The first line contains an integer n (1 ≤ n ≤ 105), the number of elements in a and b.
The second line contains n integers a1, a2, ..., an (2 ≤ ai ≤ 105), the elements of a.
Output n space-separated integers, the i-th of them representing bi.
5 2 3 5 4 13
2 3 5 7 11
3 10 3 7
10 3 7
Note that in the second sample, the array is already pairwise coprime so we printed it.
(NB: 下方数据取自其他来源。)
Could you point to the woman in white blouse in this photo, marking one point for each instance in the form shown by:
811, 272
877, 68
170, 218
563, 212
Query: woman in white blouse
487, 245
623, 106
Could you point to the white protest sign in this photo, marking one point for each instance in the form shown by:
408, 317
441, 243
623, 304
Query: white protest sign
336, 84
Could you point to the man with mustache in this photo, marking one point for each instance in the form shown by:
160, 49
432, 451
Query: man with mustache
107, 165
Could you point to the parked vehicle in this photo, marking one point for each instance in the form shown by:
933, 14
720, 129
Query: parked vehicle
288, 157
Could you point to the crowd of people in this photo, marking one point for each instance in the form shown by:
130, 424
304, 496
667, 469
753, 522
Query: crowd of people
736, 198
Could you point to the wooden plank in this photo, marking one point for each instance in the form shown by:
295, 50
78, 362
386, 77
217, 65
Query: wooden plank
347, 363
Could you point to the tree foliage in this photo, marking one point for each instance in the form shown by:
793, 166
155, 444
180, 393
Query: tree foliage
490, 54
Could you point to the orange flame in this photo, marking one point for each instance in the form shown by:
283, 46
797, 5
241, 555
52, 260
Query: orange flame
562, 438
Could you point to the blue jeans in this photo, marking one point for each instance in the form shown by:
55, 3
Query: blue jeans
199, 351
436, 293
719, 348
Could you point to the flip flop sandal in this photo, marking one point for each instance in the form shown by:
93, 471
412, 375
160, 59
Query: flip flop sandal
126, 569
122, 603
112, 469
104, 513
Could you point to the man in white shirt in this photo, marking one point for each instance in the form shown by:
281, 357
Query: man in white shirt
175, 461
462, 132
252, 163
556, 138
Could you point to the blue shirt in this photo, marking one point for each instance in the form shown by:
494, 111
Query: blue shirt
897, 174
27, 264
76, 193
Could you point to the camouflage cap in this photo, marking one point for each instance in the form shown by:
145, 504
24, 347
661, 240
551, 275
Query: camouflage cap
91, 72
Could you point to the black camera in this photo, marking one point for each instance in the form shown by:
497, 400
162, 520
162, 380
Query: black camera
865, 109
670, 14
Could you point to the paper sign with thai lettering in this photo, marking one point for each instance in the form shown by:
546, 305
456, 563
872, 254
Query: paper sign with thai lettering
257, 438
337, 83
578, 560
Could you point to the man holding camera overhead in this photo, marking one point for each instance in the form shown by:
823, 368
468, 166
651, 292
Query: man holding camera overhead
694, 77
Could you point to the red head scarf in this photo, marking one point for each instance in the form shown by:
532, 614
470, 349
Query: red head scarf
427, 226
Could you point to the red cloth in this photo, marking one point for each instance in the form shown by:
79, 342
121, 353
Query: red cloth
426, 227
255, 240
題意是說:給定a 數組,讓你找b數組,使得b滿足b 的字典序恰能大於a,b的最小值大於1
且b數組的任何元素都兩兩互質。
思路 : 對於b中每一個數如果選中,我們標記他所有因子的倍數這樣來去重,然後就可以沿着a的邊界去找b。從0開始,如果a[I]沒有標記b[i] = a[i] ; 否則b[i] 取第一個沒被標記大於a[i]的數。並且以後取最小的沒被標記的數。
#include <bits/stdc++.h>
using namespace std;
bool mk[10000006];
int fact[10000006];
void get()
{
int i = 1;
for(i = 2; i*i <= 10000000; i++)
{
if(fact[i] == 0)
{
fact[i] = i;
for(int j = i*i; j < 10000000; j+=i)
if(fact[j] == 0)
fact[j] = i;
}
}
while(i <= 10000000)
{
if(fact[i] == 0) fact[i] = i;
i++;
}
}
void sign(int x)
{
int a = fact[x];
while(x%a == 0) x/= a;
for(int i = a; i <= 10000000; i+=a)
mk[i] = 1;
if(x != 1) sign(x);
}
int main()
{
int n;
get();
scanf("%d",&n);
int yes = 0;
int k = 2;
for(int i = 0; i < n; i++)
{
int x;
scanf("%d",&x);
if(yes)
{
while(mk[k]) k++;
printf("%d ",k);
sign(k);
continue;
}
if(mk[x])
{
while(mk[x]) x++;
printf("%d ",x);
sign(x);
yes = 1;
continue;
}
printf("%d ",x);
sign(x);
}
return 0;
}